Como se verá el espacio para todo esto es muy amplio. Y lo que puede ser encontrado de suma importancia e interés y de trascendencia dentro de nuestra historia contemporánea, tanto por sus logros a favor de la mujer y los infantes, la incorporación de la mujer a la vida del país, sin ser ya más “testigo oculto”, el logro de los derechos civiles(1942) y políticos(1947), el desarrollo de la literatura escrita por mujeres que llevo a la creación de la “Biblioteca femenina venezolana”, el significado de la novela y el cuento escrito por mujeres y la implantación de la educación mixta(1944) por el ministro Rafael Vegas (1908-1973), hombre profundamente relacionado con el movimiento de nuestras mujeres, lo cual permitió la presencia femenina plena en el país de la cual hoy gozamos.

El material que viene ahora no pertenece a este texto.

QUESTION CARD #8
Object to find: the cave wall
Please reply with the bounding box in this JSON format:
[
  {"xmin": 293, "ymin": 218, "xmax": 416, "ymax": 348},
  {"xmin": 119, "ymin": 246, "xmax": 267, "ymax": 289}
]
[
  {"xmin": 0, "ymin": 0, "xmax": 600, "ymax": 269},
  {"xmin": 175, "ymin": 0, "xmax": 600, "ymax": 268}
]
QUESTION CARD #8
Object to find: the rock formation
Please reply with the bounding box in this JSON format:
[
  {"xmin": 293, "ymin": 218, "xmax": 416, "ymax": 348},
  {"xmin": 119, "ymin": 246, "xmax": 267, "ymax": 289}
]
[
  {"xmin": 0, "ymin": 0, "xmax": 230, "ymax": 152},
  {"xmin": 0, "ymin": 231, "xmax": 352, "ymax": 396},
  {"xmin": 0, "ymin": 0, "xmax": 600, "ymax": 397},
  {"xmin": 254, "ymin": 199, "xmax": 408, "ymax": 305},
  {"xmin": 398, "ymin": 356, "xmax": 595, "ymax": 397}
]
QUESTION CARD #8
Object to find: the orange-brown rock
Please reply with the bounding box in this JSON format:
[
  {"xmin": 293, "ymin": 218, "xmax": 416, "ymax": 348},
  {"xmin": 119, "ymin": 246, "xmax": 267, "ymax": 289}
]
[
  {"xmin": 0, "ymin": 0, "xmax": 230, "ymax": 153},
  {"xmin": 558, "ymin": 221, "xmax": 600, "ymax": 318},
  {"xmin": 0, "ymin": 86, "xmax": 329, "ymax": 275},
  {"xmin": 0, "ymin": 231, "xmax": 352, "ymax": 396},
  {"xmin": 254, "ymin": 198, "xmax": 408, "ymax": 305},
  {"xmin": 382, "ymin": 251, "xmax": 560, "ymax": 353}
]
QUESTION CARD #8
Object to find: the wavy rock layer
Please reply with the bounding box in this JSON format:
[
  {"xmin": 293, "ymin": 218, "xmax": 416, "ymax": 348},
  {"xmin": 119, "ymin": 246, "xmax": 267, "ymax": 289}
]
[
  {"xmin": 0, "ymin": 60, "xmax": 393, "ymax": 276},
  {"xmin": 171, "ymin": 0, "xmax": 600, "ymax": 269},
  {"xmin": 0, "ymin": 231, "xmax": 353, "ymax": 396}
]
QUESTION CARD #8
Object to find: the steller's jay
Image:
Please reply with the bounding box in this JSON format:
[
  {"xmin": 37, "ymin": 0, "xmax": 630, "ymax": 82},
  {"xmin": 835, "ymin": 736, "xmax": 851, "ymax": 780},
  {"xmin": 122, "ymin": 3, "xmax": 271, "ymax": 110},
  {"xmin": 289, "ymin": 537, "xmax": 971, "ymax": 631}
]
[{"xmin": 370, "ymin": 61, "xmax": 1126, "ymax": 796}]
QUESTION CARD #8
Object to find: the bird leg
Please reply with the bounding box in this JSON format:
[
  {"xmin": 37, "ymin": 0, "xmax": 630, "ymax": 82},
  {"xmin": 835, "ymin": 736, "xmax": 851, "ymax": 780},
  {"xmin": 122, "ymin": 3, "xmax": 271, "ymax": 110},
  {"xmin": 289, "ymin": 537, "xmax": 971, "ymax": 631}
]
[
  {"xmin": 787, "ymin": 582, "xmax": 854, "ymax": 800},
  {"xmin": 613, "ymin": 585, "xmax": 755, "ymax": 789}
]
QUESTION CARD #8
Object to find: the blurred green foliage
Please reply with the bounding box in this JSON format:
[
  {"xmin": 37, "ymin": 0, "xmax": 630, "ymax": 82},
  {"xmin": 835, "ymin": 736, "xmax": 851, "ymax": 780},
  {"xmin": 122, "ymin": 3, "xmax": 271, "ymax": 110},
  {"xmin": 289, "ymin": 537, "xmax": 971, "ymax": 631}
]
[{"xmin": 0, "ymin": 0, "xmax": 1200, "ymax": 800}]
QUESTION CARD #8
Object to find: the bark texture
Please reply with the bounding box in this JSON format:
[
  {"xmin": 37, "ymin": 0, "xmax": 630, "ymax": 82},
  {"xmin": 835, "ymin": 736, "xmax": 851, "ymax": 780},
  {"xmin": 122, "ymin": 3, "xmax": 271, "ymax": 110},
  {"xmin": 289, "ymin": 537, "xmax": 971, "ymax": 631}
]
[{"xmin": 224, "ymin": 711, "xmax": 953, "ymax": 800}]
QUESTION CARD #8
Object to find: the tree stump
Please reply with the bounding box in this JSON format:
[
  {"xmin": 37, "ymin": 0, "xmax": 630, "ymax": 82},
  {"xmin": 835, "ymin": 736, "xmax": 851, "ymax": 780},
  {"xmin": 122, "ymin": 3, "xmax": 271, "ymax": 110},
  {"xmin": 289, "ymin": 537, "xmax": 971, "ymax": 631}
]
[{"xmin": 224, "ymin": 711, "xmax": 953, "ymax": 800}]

Y hay que añadir también a ese examen lo que nosotros hemos denominado la “cultura familiar”, la casera, la recibida por las mujeres tras las puertas de los hogares, que es la que explica la preparación que exhibieron nuestras féminas a lo largo del tiempo, la formación intelectual que subyace tras Sor María de los Ángeles, nuestras escritoras del siglo XIX y XX, en las damas del grupo de Coro, en nuestras escritoras hasta los años cincuenta del siglo XX y también en nuestras feministas, hay que ver lo que sabían de la mujer y el niño, casi sin salir de sus hogares, con el acceso a los libros que estaban en las casas, con las obras con las cuales se habían formado los varones para llenar la escena pública de la manera que lo hicieron desde el 30 de diciembre de 1935 con su célebre Manifiesto. ¿Cómo se explica ello cuando a las mujeres no se les permitía ni siquiera estudiar el bachillerato?, las excepciones fueron Lya Imber(1914-1981), nuestra primera médico y Panchita Soublette Saluzzo(1909-1987), nuestra primera abogada. Panchita iba cada día a la universidad escondida de su familia, mintiéndoles, para poder estudiar su carrera como jurisprudente. Ello nos obliga a estudiar lo que denominamos la “cultura familiar” para poder estimar la preparación de la mujer venezolana, máxime cuando las mujeres como conjunto comenzaron a graduarse en la universidad en los años finales de la década del cuarenta y desde los años cincuenta, esto último gracias a la decisión del ministro Vegas quien sabía, había estudiado en Europa, que era imposible concebir un país contemporáneo sin la presencia activa de la mujer. He aquí, en todo esto que decimos, un interesante y decisivo tópico para ser examinado con atención, quizá en una tesis de licenciatura, maestría o doctorado para alguna de nuestras investigadoras actuales. Sin esta indagación no puede ser entendida el proceso femenino venezolano.

Como se verá es casi inédito lo que se ofrece a nuestra consideración y a la tarea de los investigadores.